Which makes me wonder if people read it clearly. Joel calls out two aspects that might discriminate good and bad programmers, recursion and pointers.
"If I may be so brash, it has been my humble experience that there are two things traditionally taught in universities as a part of a computer science curriculum which many people just never really fully comprehend: pointers and recursion." - Joel Spolsky
As I recall there's a pit of despair when you first hit pointers. My C lecturer, Dimitris, even drew the learning curve for us at the beginning of the semester - the middle third looked like a market crash. Some books can help with the concepts, but pointers are... alien. Recursion is another matter. Understanding recursion seems to come down to how it's taught and explained rather than talent.
Joel goes on to say:
"There's nothing hard enough about Java to really weed out the programmers without the part of the brain that does pointers or recursion."
So what's more more interesting here in terms of education than either language wars or the relative merits of languages in the industry is whether Joel is picking the right challenges. I wonder if pointers and recursion are the right hard stuff to be teaching programmers with - I have my doubts. Consider concurrent programming - that's hard, it involves coordinating actors as well as the usual data structures and behaviour issues. I'm fairly sure it's hard in Java*, but Java through its memory and threading model allows you to focus on concurrency with a minimum of incidental noise (such as pointers). Distributed programming is hard (and with it comes the truly hard matters of cache invalidation and naming). Organising medium to large scale software is hard. Yet, Java, the easy language by comparison it seems, gives you plenty of teaching options on these fronts. Joel has a crack at teaching OO but OO is useful for teaching one thing - state - that is, how programs can function with respect to time.

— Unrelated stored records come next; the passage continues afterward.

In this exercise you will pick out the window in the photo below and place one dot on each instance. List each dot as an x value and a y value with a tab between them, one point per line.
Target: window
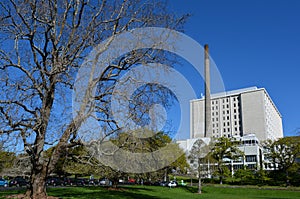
251	158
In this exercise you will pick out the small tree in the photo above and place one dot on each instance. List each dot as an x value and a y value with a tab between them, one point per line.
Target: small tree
225	148
282	154
199	156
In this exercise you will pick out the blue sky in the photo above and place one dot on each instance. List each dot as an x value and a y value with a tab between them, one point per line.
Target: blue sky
253	43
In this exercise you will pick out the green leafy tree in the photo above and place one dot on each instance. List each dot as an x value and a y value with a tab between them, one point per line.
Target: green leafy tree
225	149
199	155
282	154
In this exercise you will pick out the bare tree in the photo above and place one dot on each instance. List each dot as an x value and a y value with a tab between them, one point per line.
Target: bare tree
43	43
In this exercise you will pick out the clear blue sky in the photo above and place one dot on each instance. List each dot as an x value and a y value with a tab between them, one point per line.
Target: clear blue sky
253	43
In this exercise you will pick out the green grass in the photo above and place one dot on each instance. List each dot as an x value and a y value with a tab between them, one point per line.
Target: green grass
147	192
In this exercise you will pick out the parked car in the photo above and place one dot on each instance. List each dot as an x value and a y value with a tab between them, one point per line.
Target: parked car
157	183
172	184
69	181
182	183
164	183
3	183
93	182
131	181
104	182
55	182
82	182
18	182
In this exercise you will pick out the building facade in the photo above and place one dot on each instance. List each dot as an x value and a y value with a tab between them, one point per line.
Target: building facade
238	113
249	115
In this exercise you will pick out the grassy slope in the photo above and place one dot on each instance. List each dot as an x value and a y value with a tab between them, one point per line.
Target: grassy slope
147	192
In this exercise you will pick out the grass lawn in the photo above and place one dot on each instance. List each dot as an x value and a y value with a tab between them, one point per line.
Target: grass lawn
147	192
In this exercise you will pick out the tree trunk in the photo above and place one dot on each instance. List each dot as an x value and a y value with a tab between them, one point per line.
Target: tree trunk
37	189
199	185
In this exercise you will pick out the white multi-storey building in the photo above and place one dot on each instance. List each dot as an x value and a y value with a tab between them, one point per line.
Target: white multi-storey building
238	113
249	115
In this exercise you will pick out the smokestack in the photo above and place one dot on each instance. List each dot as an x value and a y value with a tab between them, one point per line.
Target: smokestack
207	108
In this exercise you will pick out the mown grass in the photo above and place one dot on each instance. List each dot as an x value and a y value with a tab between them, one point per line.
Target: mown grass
147	192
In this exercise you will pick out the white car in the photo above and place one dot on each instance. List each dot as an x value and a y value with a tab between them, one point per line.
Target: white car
172	184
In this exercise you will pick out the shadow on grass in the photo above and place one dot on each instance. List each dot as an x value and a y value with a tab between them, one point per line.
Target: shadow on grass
193	189
87	193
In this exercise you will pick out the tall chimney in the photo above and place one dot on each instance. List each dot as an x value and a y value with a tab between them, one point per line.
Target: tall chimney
207	108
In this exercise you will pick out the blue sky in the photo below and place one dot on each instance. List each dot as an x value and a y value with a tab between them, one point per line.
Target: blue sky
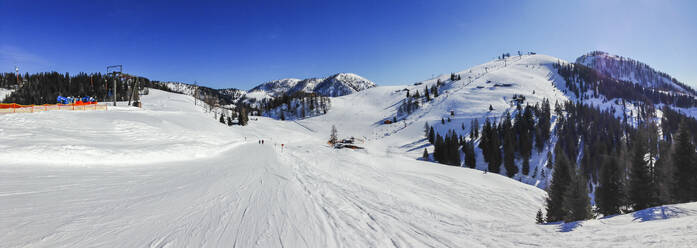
243	43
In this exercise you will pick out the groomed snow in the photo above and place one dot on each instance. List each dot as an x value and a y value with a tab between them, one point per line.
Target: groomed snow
169	175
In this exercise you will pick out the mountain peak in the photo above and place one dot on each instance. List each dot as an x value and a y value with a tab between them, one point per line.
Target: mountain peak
627	69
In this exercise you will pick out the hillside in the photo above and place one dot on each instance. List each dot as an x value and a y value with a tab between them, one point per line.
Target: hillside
252	195
627	69
336	85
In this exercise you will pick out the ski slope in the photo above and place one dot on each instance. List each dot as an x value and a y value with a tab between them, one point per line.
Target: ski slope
170	175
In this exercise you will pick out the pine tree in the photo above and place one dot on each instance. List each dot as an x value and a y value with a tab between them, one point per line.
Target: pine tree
508	147
508	154
426	129
427	94
665	173
333	136
526	166
539	219
609	195
685	188
641	192
470	157
576	204
454	150
561	178
431	136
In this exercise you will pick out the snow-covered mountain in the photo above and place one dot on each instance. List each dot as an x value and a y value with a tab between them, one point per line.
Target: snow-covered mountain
336	85
628	69
170	175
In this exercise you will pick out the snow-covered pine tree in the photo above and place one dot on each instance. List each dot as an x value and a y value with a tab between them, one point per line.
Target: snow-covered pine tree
609	195
576	204
561	177
539	219
685	188
333	136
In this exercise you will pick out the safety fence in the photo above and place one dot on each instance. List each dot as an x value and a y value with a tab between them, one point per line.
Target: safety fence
8	108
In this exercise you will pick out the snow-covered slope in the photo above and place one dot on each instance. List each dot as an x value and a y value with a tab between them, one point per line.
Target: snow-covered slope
342	84
627	69
4	93
493	83
192	182
336	85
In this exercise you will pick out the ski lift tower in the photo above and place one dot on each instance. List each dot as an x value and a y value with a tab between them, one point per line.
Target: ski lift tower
17	73
115	71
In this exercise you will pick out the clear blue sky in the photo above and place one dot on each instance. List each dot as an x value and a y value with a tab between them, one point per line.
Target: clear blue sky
243	43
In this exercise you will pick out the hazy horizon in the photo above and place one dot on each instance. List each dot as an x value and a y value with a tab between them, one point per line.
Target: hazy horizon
242	44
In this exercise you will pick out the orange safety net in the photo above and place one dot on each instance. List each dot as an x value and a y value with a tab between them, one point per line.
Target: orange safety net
6	108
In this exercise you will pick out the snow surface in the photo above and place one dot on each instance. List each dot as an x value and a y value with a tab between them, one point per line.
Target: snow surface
5	93
336	85
170	175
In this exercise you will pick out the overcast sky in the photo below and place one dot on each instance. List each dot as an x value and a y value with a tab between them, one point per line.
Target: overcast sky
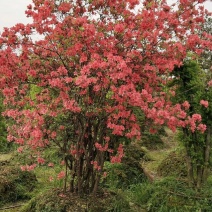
13	11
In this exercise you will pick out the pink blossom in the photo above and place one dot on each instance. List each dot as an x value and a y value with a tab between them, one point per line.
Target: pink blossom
204	103
51	179
202	128
61	175
20	149
186	105
51	165
196	117
40	160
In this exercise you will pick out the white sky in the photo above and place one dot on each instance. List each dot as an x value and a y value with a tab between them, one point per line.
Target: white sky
13	11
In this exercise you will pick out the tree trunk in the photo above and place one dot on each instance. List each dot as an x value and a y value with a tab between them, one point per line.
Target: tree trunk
207	154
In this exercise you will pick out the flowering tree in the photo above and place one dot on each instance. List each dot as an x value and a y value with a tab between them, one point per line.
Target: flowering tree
95	61
194	91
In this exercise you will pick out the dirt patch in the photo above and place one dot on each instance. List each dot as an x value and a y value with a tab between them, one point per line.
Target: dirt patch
56	201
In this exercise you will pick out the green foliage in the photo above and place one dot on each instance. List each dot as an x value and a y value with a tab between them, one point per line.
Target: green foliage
56	201
122	175
173	165
15	184
170	195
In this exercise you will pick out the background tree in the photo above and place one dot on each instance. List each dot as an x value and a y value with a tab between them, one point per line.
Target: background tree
94	63
193	90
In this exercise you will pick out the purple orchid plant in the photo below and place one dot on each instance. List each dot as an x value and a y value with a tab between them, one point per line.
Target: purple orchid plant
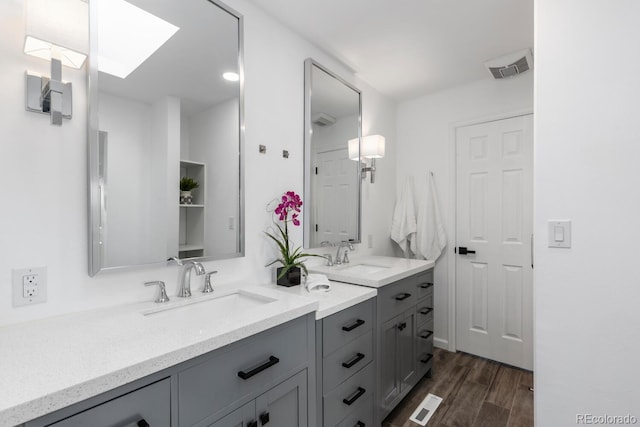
288	211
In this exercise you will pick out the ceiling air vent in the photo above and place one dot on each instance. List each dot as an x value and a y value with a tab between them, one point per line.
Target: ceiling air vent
323	119
510	65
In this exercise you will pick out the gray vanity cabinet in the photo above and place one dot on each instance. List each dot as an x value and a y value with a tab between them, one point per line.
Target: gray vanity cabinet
405	338
345	367
267	378
283	405
147	406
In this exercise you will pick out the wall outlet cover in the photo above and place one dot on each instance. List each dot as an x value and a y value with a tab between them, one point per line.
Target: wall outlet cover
29	286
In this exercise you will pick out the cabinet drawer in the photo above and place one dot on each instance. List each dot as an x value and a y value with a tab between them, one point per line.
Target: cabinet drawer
345	326
348	396
425	284
423	313
346	361
361	416
395	298
210	386
425	331
151	403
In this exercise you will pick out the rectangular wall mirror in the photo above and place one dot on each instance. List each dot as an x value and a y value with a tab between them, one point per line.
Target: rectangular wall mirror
332	184
165	104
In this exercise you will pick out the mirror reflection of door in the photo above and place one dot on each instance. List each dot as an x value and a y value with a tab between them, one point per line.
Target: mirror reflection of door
332	180
169	114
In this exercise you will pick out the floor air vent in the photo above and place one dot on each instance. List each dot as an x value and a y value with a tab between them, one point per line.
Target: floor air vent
425	409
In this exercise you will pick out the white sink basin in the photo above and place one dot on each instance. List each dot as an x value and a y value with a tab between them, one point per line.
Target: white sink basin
363	269
215	305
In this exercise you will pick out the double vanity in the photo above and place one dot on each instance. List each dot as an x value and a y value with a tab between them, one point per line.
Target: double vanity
240	356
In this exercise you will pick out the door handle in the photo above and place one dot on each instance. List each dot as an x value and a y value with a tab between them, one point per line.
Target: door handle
464	251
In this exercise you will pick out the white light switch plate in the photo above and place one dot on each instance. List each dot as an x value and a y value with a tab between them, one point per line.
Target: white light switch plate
559	234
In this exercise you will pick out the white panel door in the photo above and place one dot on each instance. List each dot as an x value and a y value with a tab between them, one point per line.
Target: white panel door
334	218
494	218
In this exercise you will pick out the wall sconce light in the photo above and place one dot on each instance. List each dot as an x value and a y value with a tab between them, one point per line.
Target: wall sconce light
372	147
56	31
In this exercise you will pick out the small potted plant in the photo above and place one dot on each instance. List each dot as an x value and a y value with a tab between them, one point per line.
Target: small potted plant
186	185
291	258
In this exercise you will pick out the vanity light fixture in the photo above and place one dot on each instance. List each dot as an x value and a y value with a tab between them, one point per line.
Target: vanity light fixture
372	147
231	76
54	32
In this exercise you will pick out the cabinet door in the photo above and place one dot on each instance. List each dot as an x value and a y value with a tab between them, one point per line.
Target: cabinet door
242	417
407	343
389	384
285	404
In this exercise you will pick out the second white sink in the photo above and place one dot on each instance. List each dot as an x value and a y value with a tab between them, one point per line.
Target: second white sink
216	305
363	269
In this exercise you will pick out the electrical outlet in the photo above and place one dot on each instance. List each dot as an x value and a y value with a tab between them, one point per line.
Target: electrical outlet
29	286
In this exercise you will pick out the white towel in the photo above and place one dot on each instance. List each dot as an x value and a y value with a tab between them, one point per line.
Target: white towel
403	224
317	283
431	237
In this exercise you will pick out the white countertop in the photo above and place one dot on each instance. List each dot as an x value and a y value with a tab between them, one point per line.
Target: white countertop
340	297
390	270
48	364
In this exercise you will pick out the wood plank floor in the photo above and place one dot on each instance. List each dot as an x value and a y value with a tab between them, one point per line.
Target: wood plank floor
476	392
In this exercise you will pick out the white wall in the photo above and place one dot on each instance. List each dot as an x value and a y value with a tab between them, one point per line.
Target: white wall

The problem with OO, these days, is that if you're going to be working anywhere near a network (these days, lots of us are), it's maybe teaching you the wrong lessons about how to manage said state.
Anyway. Yes, pointers might be hard to fathom except for a tiny fraction of the general population and a small fraction of programmers, but they're arguably an irritation rather than anything fundamentally challenging.So given the educational context, perhaps such annoyances are worth forgoing so you can move students towards hard, as opposed to difficult matters. Joel mentions the SICP material for MIT, which is telling. One of the reasons SICP teaches with Scheme is because in an education setting Scheme has precious little by way of distractions, allowing students and teachers to focus on what's actually being taught. Indeed Scheme seems to be sufficiently clear that you can use it to teach classical mechanics and dynamical systems as well as programming.
* Maybe 10 years from now, someone will be complaining about Erlang not being any good for weeding out mediocre concurrent programmers the way Java was.